Model's formula: y = 25549.963448873197 + 99.32210752486034 * 2000
Predicted price of a home with 2000 square feet: $224194.18


## Make Predictions Using the `predict` Function

In [18]:
# Create an array to predict sales for 1000, 1500, 2000, 2500, and 3000 square feet
X_square_feet = np.array([1000, 1500, 2000, 2500, 3000])

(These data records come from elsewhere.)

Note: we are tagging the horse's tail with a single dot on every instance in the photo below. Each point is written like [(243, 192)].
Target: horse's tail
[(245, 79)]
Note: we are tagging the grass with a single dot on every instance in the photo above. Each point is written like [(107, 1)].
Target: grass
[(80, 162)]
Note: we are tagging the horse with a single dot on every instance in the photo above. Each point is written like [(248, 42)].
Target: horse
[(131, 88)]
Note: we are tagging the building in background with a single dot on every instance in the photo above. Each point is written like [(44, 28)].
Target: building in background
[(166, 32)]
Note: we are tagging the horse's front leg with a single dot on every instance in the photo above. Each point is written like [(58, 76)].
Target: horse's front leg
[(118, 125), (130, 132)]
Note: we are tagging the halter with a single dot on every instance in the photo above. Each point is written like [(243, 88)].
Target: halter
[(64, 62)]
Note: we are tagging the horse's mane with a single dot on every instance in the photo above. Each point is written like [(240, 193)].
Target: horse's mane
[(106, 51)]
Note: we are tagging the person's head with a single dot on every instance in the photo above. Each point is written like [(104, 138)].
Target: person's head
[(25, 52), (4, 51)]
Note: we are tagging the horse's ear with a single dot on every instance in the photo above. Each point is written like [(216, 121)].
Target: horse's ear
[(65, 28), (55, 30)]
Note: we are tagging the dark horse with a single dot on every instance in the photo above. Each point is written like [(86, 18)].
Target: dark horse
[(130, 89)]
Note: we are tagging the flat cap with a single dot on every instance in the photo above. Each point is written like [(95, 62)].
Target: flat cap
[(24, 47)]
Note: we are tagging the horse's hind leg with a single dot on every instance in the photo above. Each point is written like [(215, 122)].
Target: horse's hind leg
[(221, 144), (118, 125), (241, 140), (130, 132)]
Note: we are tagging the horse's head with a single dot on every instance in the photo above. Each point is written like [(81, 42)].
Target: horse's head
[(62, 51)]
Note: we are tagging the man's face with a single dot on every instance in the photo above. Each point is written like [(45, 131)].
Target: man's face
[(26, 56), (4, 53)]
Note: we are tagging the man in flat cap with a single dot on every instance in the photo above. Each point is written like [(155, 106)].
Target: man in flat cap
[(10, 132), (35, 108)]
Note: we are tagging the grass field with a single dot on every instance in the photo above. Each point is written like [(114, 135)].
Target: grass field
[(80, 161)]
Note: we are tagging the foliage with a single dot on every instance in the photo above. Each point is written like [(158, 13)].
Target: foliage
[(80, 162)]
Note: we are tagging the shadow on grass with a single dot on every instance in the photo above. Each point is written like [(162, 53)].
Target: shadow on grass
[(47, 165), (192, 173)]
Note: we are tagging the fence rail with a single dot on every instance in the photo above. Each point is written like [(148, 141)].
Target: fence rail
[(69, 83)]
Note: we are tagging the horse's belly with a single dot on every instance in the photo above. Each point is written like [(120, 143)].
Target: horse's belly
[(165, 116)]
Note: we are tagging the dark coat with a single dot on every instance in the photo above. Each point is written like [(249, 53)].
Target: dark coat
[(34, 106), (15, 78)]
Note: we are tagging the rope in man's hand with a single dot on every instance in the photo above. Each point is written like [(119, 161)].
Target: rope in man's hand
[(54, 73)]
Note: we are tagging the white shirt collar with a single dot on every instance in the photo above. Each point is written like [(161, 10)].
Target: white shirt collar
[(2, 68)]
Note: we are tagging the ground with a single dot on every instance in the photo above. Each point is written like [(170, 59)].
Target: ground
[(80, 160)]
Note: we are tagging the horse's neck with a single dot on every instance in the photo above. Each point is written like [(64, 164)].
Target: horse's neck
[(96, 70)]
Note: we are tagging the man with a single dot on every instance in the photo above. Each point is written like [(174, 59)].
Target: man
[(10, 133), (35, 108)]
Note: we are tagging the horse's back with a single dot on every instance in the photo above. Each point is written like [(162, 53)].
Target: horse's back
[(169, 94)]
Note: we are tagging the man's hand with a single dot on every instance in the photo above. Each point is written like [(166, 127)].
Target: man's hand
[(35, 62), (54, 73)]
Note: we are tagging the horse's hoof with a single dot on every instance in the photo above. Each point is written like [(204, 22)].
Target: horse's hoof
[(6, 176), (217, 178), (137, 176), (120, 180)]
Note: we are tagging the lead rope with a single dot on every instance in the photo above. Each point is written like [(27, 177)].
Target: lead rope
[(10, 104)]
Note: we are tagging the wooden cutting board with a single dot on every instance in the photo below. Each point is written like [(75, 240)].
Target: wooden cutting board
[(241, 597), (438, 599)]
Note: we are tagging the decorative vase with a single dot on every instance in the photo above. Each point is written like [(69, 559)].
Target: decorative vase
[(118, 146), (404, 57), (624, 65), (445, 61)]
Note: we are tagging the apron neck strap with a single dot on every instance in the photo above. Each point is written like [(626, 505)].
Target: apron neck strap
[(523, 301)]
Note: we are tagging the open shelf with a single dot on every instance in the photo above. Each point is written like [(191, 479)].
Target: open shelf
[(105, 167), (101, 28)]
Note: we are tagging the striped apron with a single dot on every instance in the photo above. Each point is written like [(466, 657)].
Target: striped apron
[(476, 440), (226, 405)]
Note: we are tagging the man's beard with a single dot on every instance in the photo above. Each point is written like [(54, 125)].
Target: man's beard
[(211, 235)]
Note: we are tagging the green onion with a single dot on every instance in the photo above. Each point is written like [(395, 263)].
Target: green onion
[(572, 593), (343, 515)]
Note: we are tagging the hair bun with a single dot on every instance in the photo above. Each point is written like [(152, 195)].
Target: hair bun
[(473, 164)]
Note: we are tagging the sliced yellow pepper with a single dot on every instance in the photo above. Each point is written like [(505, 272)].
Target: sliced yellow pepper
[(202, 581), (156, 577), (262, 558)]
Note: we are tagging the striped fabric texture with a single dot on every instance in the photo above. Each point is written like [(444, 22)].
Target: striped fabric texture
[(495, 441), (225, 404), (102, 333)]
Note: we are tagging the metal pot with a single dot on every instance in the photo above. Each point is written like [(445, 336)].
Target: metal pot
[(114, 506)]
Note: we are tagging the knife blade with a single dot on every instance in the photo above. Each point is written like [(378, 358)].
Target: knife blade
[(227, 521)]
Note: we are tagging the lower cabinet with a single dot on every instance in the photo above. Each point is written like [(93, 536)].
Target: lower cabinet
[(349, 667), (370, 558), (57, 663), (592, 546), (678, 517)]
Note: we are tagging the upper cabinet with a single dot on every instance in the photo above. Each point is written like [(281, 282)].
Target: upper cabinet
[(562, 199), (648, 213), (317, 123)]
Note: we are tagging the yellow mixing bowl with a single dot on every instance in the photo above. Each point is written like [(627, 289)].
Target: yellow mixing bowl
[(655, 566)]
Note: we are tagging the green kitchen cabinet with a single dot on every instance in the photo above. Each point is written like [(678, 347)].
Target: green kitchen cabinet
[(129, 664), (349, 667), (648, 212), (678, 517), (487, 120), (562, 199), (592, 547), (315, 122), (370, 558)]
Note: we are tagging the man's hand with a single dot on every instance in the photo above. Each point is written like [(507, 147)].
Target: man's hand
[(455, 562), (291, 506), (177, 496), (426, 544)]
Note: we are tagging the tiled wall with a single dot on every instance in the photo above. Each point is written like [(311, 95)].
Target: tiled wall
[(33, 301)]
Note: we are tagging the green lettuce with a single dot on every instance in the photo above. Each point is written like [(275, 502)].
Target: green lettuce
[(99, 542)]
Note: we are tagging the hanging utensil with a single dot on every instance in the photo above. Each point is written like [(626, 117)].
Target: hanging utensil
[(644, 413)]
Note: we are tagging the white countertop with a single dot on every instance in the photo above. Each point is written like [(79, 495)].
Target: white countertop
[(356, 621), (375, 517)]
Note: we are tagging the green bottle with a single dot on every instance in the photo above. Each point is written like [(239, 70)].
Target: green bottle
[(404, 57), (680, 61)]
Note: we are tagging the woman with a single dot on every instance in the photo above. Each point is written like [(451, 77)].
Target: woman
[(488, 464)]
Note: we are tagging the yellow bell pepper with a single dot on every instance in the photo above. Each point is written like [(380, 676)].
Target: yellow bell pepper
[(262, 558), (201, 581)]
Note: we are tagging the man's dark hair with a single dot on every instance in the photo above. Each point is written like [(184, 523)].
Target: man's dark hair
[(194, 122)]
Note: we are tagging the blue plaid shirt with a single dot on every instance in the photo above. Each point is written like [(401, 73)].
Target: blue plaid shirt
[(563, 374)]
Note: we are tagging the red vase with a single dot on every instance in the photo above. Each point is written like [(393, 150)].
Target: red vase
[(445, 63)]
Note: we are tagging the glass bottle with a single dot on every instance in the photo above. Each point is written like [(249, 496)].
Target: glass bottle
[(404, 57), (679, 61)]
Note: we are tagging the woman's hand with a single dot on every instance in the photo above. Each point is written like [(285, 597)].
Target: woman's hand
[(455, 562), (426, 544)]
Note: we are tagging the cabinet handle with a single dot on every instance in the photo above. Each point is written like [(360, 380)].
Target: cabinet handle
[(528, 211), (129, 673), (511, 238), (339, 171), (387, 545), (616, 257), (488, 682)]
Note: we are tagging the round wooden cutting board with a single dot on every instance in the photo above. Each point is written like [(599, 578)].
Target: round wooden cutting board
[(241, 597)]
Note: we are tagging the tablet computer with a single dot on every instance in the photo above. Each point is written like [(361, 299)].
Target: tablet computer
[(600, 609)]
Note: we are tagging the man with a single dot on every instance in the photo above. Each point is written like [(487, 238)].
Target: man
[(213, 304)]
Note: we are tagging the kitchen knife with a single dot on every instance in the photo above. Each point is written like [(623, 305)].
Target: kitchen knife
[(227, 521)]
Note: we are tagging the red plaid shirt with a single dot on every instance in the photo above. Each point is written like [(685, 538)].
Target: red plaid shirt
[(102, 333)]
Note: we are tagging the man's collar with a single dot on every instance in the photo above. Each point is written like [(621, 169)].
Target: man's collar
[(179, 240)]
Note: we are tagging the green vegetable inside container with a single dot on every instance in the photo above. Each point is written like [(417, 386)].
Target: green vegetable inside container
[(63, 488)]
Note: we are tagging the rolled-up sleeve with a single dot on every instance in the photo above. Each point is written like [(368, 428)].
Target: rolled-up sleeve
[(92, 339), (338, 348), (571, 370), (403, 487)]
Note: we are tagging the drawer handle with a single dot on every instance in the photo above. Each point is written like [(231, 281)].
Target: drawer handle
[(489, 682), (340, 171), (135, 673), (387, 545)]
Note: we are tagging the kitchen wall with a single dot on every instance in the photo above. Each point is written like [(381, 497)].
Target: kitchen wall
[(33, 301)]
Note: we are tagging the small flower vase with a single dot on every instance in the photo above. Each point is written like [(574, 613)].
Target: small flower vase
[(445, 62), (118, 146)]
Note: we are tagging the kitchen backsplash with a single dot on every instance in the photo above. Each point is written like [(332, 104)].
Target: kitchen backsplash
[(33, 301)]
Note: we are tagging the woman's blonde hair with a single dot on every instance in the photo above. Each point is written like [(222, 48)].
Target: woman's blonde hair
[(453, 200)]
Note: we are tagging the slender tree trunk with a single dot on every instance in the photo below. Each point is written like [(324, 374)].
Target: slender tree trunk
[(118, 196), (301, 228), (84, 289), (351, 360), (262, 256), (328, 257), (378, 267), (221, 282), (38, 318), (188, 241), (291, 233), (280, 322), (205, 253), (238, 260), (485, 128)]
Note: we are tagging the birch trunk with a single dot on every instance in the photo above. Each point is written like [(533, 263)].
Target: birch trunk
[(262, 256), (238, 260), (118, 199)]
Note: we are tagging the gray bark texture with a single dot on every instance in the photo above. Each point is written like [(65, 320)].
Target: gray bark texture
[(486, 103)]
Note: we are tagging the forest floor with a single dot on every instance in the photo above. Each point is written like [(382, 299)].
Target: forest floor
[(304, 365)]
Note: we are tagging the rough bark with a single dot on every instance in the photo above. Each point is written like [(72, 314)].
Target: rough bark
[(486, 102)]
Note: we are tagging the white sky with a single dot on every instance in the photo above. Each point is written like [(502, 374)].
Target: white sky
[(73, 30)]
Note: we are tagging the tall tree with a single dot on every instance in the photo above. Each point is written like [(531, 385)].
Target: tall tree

# Format the array as a one-column array
X_square_feet = X_square_feet.reshape(-1,1)

# Display sample data
X_square_feet

array([[1000],
       [1500],
       [2000],
       [2500],
       [3000]])

In [19]:
# Predict the home prices for houses of 1000, 1500, 2000, 2500, and 3000 square feet
predicted_home_prices = model.predict(X_square_feet)

In [20]:
# Create a DataFrame for the predicted home prices
df_predicted_home_prices = pd.DataFrame(
    {
        "SquareFeet": X_square_feet.reshape(1, -1)[0],
        "predicted_home_prices": predicted_home_prices
    }
)

# Display data
df_predicted_home_prices

Unnamed: 0,SquareFeet,predicted_home_prices
0,1000,124872.070974
1,1500,174533.124736
2,2000,224194.178499
3,2500,273855.232261
4,3000,323516.286023


## Assess the Linear Regression Model

In [21]:
# Import relevant metrics from scikit-learn
from sklearn.metrics import mean_squared_error, r2_score

In [22]:
# Compute metrics for the linear regression model: score, r2, mse, rmse, std
score = model.score(X, y, sample_weight=None)
r2 = r2_score(y, predicted_y_values)
mse = mean_squared_error(y, predicted_y_values)
rmse = np.sqrt(mse)
std = np.std(y)

# Print relevant metrics.
print(f"The score is {score}.")
print(f"The r2 is {r2}.")
print(f"The mean squared error is {mse}.")
print(f"The root mean squared error is {rmse}.")
print(f"The standard deviation is {std}.")

The score is 0.5635801965977383.
The r2 is 0.5635801965977383.
The mean squared error is 2530128229.453327.
The root mean squared error is 50300.380013011105.
The standard deviation is 76141.08154380998.